At nearly 1,000 km in diameter, Ceres is the largest object in the asteroid belt, the great ring of rocks of all sizes that surrounds the Sun just between the orbits of Mars and Jupiter.
Its size, and the fact that it is the only totally spherical object in the belt, which indicates that its gravity is sufficient to overcome the force of a rigid body, has earned it the name of ‘dwarf planet’, the same as Pluto. .
Already in 2014 the Herschel space probe of the European Space Agency (ESA) detected for the first time, and without a doubt, water on Ceres, in the form of large jets of steam emitted from different points on its surface.
Which seemed to indicate the presence of an underground ocean, similar to those we already know exist on various moons of Jupiter and Saturn .
And now, a new study by researchers at the US Institute of Planetary Sciences has just confirmed that the crust of Ceres is rich in ice.
A crust under which there would be an extensive amount of water in a liquid state. The chances of habitability of the dwarf planet, then, skyrocket.
To reach these conclusions, published in the latest issue of ‘Geophysical Research Letters’, the researchers studied anomalies in the distribution of hydrogen in the Occator crater, a young impact crater 92 km in diameter and occupying, by itself, about 10% of the surface of Ceres.
Previous studies already spoke of the existence of a ‘haze’ over the crater, which would also be partially covered by brines.
The evidence for water on Ceres comes from data collected by the gamma ray and neutron detector (GRaND) aboard NASA’s Dawn spacecraft , which was in orbit around the dwarf planet between 2015 and 2018, when it exhausted its fuel reserves.
The instrument found high concentrations of hydrogen in the first meter of Occator’s surface, an excess that, according to the study, is in the form of water ice.
“We believe that the ice has survived in the shallow subsurface for the roughly 20 million years after the formation of Occator,” says Tom Prettyman, lead author of the paper.

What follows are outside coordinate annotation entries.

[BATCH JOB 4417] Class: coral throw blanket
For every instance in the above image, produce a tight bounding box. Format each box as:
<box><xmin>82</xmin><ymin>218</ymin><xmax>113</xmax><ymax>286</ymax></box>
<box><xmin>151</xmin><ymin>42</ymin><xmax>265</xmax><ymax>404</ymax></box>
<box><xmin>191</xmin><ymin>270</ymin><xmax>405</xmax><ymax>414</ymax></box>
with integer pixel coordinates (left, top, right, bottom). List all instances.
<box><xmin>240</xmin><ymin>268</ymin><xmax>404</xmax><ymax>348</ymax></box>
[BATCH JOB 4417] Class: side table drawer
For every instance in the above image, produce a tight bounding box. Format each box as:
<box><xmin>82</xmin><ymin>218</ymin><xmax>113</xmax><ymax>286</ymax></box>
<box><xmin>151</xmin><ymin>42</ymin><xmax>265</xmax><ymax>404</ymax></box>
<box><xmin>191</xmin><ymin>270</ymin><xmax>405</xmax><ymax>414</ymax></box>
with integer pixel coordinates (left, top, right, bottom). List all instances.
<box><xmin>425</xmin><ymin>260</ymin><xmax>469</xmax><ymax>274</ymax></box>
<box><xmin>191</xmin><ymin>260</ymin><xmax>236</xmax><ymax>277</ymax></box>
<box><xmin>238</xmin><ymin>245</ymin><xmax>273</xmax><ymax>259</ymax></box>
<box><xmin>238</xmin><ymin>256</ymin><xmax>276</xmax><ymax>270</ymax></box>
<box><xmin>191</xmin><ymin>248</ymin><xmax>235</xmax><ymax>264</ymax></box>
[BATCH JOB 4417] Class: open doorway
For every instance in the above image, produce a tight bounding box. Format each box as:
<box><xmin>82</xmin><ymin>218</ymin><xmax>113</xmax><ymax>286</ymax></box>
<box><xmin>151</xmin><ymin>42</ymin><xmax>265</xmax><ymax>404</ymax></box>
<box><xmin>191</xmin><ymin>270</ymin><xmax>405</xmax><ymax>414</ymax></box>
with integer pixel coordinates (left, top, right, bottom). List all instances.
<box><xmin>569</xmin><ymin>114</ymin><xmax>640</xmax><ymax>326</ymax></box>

The similarities between the global hydrogen distribution and the pattern of large craters suggest that impact processes have brought ice to the surface in other parts of Ceres.
This process is accompanied by the loss of ice by sublimation caused by the heating of the surface by sunlight.
‘The Occator impact would have excavated materials from the crust to a depth of up to 10 kilometers (approximately 6 miles).
Therefore, the observed improvements in hydrogen concentration within the crater and ejection layer support our interpretation that the crust is rich in ice.
The findings reinforce the emerging consensus that Ceres is a distinct body in which ice separates from rock to form an icy outer shell and a subcrustal ocean, “said Prettyman.
According to the researcher, “the findings could have implications for the evolution of small and large frozen bodies.
More generally, and as an ocean world, Ceres could be habitable and is therefore an attractive target for future missions.